- The Bucs were aggressive in free agency in March, filling many of the team's most obvious depth chart voids
- Lovie Smith and Jason Licht can afford to focus less on any glaring needs in the draft after that free agency haul
- Tampa Bay could be interested in a quarterback in the draft but Smith is happy with the team's talent at that position
It was a Thursday evening in mid-February, and Tampa Bay Buccaneers Head Coach Lovie Smith was feeling good.
He had just finished speaking to a party in the lobby at One Buccaneer Place, entertaining them with his usual easy manner, but that wasn't the source of his good mood. It was the night before Valentine's Day, but MaryAnne Smith was still up in their Chicago home, so it wasn't date night on his mind. No, Smith was feeling the pleasant relaxation – however fleeting it would prove to be – of someone who has just finished a big task. A final-exams-just-ended kind of feeling.
Specifically, Smith and General Manager Jason Licht, along with their support staffs, had finished with what was necessarily a very thorough and intense evaluation of the roster they had inherited in early January. That put them in position to make the necessary decisions before and after the start of free agency, and to switch out their video queues from 2013 Buccaneer games to draft prospect highlight reels.
In many ways, that day was the beginning of the path that has led Smith and Licht to the doorstep of the 2014 NFL Draft. The Scouting Combine came shortly after that, followed by Pro Days and prospect visits and private workouts, all of the events that would give a final shape to the Bucs' draft board. Just as significantly, it gave shape to a free agency plan that has undoubtedly affected the team's plans for next weekend.
Just a few days into the free agency period that began on March 11, it was clear that Smith and Licht had found quite a few holes to spackle over during their roster evaluation. The Bucs were the most aggressive team in the NFL on the open market, and some concurrent cuts aided by well-structured contracts allowed them to do far more work on the depth chart than might have seemed initially possible. Before it was all said and done the Bucs had found answers for some very obvious needs, such as defensive end, tight end, left tackle and cornerback.
Thanks to that willingness to crank up the RPM in free agency, the Buccaneers are now in much better position to go BPA on draft weekend.
Head Coach Lovie Smith had a chance to see the Bucs' new-look roster in action during a recent mini-camp
That's "best player available," and it's always considered to be the opposite side of the draft coin to "depth chart need." In reality, virtually no draft picks are motivated purely by BPA, at least in the early rounds. There's always some element of need, or a lack thereof, involved in these decisions. Had the team picking first in the 2012 draft already had a young, established stud at quarterback, for instance, there's no way it would have stayed put and taken the clear BPA of that spring, Andrew Luck.
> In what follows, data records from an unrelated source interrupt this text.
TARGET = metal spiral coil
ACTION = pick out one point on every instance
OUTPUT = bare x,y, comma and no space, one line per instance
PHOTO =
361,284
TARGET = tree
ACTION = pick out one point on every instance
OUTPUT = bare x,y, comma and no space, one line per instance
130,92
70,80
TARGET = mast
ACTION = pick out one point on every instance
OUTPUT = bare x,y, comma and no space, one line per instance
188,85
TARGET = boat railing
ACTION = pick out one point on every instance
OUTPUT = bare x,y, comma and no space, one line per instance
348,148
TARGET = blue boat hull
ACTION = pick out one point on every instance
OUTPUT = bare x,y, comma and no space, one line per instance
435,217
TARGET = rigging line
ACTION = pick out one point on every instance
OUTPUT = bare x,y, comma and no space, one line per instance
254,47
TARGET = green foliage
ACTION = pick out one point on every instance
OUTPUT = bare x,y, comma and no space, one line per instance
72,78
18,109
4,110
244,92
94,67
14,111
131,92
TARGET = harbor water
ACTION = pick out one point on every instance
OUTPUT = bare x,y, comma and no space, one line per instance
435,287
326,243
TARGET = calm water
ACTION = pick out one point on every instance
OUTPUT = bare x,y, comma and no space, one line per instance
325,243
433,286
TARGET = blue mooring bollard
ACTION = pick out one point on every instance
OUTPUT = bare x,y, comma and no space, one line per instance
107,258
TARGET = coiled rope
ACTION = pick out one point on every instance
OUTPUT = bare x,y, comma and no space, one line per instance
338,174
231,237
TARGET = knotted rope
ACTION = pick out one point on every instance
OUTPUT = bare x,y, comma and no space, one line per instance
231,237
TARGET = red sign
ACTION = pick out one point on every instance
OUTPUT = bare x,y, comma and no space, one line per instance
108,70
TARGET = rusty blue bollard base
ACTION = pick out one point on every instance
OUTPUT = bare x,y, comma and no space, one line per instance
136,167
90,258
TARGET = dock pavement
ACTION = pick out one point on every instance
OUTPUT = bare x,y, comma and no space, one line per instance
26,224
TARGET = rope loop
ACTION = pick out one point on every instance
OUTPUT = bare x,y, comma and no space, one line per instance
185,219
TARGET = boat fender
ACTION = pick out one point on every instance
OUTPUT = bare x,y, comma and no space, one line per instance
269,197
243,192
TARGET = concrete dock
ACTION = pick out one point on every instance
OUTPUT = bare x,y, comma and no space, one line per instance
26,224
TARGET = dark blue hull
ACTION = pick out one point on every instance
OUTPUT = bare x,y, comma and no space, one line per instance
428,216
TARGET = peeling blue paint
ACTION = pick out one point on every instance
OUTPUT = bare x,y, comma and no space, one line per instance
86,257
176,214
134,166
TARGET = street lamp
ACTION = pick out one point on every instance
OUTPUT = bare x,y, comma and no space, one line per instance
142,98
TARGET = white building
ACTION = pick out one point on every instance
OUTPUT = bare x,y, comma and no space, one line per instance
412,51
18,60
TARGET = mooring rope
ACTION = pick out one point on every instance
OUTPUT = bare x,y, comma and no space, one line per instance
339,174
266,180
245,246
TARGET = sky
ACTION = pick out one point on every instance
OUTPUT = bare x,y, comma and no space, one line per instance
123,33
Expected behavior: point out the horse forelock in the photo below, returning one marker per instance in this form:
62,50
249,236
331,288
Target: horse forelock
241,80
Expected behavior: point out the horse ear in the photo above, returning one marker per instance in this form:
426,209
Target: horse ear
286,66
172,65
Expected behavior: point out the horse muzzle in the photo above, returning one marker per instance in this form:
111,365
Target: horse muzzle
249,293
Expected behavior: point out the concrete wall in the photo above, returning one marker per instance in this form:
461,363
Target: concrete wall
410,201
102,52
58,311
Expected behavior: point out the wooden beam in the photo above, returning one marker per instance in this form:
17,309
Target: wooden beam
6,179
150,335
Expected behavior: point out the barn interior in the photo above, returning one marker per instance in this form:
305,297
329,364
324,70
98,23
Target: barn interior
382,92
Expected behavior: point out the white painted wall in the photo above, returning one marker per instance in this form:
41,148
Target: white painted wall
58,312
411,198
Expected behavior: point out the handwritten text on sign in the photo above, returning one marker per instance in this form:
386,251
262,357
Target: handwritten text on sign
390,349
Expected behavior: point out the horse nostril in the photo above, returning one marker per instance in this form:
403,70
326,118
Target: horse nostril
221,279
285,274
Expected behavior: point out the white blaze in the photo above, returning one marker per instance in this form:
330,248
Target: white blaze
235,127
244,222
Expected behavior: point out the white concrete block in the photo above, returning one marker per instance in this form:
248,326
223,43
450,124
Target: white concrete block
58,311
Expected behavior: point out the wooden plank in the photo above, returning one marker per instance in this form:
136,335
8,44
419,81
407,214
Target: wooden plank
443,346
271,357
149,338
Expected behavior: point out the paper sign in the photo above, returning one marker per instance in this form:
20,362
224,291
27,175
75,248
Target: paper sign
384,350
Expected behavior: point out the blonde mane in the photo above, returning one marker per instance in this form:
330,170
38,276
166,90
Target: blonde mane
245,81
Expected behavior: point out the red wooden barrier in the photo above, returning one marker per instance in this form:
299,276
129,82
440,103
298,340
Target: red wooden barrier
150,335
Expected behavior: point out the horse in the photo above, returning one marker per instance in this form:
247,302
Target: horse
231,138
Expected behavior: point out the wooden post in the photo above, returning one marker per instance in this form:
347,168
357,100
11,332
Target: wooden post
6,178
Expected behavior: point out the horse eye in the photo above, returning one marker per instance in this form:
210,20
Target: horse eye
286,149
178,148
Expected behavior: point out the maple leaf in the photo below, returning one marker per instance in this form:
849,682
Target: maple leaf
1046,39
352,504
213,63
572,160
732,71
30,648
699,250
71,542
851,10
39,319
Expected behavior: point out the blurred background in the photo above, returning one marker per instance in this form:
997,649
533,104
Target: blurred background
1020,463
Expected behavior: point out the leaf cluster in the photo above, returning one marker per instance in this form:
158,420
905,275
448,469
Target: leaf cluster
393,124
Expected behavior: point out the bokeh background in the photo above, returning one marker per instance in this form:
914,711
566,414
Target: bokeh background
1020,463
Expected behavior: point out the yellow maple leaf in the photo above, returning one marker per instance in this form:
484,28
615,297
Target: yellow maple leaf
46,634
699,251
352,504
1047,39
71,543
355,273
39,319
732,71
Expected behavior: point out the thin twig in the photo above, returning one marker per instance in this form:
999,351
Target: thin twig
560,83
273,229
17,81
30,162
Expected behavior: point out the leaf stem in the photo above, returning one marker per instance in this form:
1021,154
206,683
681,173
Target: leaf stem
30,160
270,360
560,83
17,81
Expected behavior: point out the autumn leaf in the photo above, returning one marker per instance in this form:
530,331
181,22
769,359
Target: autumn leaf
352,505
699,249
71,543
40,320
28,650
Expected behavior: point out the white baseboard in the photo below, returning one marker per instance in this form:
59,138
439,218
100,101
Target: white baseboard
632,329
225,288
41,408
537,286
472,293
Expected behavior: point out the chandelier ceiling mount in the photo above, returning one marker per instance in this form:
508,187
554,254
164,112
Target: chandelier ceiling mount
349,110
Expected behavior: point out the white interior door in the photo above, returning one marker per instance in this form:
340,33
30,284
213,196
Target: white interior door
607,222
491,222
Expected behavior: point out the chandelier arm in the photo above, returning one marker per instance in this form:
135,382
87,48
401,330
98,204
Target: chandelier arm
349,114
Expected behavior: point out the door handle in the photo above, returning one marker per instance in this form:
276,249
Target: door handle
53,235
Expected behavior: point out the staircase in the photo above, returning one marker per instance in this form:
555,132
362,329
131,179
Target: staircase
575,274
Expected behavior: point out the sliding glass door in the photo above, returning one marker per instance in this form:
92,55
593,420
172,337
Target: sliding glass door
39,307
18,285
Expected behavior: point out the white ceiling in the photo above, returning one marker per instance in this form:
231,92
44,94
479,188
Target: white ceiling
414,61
Consider it, instead, two addends making up the sum of a decision. The Buccaneers seriously decreased the value of the "need" addend by addressing so many glaring issues in free agency, making room for a much bigger BPA addend.
"I think, if we had to play tomorrow, we could line up a pretty competitive team at every position, but you're always trying to upgrade," said Smith. "There are some positions we would like to upgrade, but I'll be saying that every year, and that's the way you should always be thinking. Going back to the mini-camp, having a chance to see these guys, we're close."
Smith made those comments during a press conference specifically regarding the draft. When he was asked later if the Buccaneers' first-round draft pick would be a player that was expected to step immediately into a significant role, Smith realized his answer could be regarded as a clue to the team's specific plans. If he says yes, does that mean the Bucs are targeting, say, a receiver or a guard, the two most obvious remaining holes on the depth chart? If he says no, does that mean they're hoping to add a quarterback who can spend a season or two in apprenticeship? Accordingly, Smith chose not to address the question too specifically, but there is clearly a philosophical through-line for the Buccaneers connecting free agency and the draft: Win now.
"That's a tricky question, on how I answer it," said Smith. "I guess I could be saying a little bit on how I answer it. As a general rule, the seventh pick, you want them to play fairly soon. There's no rebuilding around here. We're trying to put together a roster to be able to win as quick as we possibly can. The seventh pick normally plays fairly soon."
And, of course, the most loaded question is whether or not the Buccaneers are seriously interested in any of this year's top quarterbacks. Only Smith, Licht and a few others currently know the full answer to that question but, again, the Bucs made it possible to go in several different directions at the position by first addressing it in free agency.
"Well I don't know how much of a priority it is," said Smith of drafting a quarterback at some point during the weekend's seven rounds. "You want to keep that option open of course; there are some good quarterbacks in this draft, I think that's been documented. But just looking at our roster right now – and we had a good chance to see our guys in action [during mini-camp] – Josh McCown is a good quarterback that could lead us to a lot of victories, Mike Glennon is an excellent quarterback also and Mike Kafka is good. We feel pretty good about our guys that we have right now even though there are a lot of good options at the QB position."
Thanks to their aggressive work in March, the Buccaneers can say that at almost every position now that it's May and the draft has finally arrived.